Easy life with Metaflow for data scientists

Dmytro Vedetskyi
DevOops World … and the Universe
6 min readApr 5, 2021

Overview

We’re going to review one of the modern and simple solutions for scientists that makes life easier for developers as well as for DevOps engineers.

Let’s start the discussion about Metaflow, so Metaflow is…

Metaflow is a human-friendly Python library that helps scientists and engineers to build and manage real-life data science projects. Metaflow was originally developed at Netflix to boost productivity of data scientists who work on a wide variety of projects from classical statistics to state-of-the-art deep learning.

Metaflow provides a unified API to the infrastructure stack that is required to execute data science projects, from prototype to production.

Architecture Diagram

Library uses some of the components that help to execute Metaflow jobs easier on the Local machine and AWS.

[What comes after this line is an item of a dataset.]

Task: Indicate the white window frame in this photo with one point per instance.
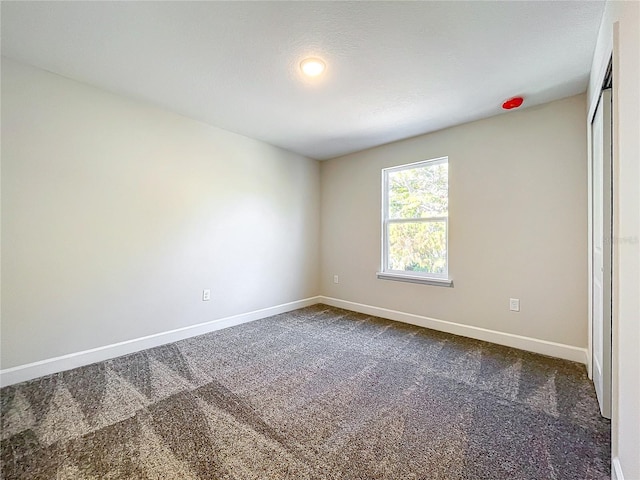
(440, 279)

Here is the list of the components used by Metaflow:

+============+==================+==============================+
| Service | Local | AWS |
+============+==================+==============================+
| Datastore | Local Directory | S3 |
+------------+------------------+------------------------------+
| Compute | Local Process | Batch |
+------------+------------------+------------------------------+
| Metadata | Local Directory | Fargate + RDS |
+------------+------------------+------------------------------+
| Notebooks | Local Notebook | Magemaker Notebooks |
+------------+------------------+------------------------------+
| Scheduling | - | Step Functions + EventBridge |
+------------+------------------+------------------------------+

Datastore

Datastore is a repository with centralized data for entire data that’s leveraged by and Metaflow generated flows. Data artifacts are stored in a local directory when local mode is used . Metaflow can integrate with Amazon S3 for cloud-scale storage so that you can process and persist bigger amounts of data easier.

Compute

Steps in the flow Metaflow framework executes in local mode as a separate local process. Bigger workloads which need resources that might be unavailable on a laptop (think GPUs or 128s of GBs of RAM), AWS Batch integrates with Metaflow to seamlessly run each step of the flow as a (or many) separate AWS Batch job(s) independently.

Metadata

Entire flow executions keep track of centralized places by Metaflow ships with a tiny Metaflow service.This metadata service is not necessarily needed. Metaflow has the ability to use a local directory to check all executions from your local laptop, even if you are using Amazon S3 as datastore or AWS Batch for compute. At Netflix, all executions are logged in the metaflow service and all data artifacts are stored in Amazon S3, so that any data scientist can interface with anybody’s work via the client and collaborate fruitfully. A centralized metaflow service along with a data store like Amazon S3 makes it easy for data scientists to use hosted notebooks to easily set-up dashboards to monitor their flows.

Notebooks

Netflix is a big fan of Notebooks. With the help of Metaflow, users can create custom dashboards to monitor the execution of their Metaflow flows and track how their models are behaving in a very seamless manner. It can be done on their laptops with a local notebook or in the cloud with a hosted notebook solution. One such hosted solution is Sagemaker Notebooks by AWS. For those notebooks which are hosted in the cloud, you would want to ensure that you have configured the metaflow service and are using Amazon S3 for datastore.

Scheduling

Metaflow helps users to develop, prototype and execute flows from their laptops that can scale easily by leveraging elastic storage and compute capabilities in the cloud. It happens quite often when these flows need to be run autonomously without any user participation. Metaflow makes it simpler to move the flow execution from Metaflow to AWS Step Functions to leverage all the feature sets that you get from a production grade scheduler — high availability, monitoring, reliability, etc. As a big advantage, with AWS EventBridge, users can set up triggers to execute these flows on a schedule automatically.

Deployment type

The easiest way to deploy Metaflow is to use AWS CloudFormation file that has ability to deploy Metaflow Cluster and provides API Url for executing jobs.

Executing jobs

Jobs Execution can be done from your local machine and through the CI/CD tool.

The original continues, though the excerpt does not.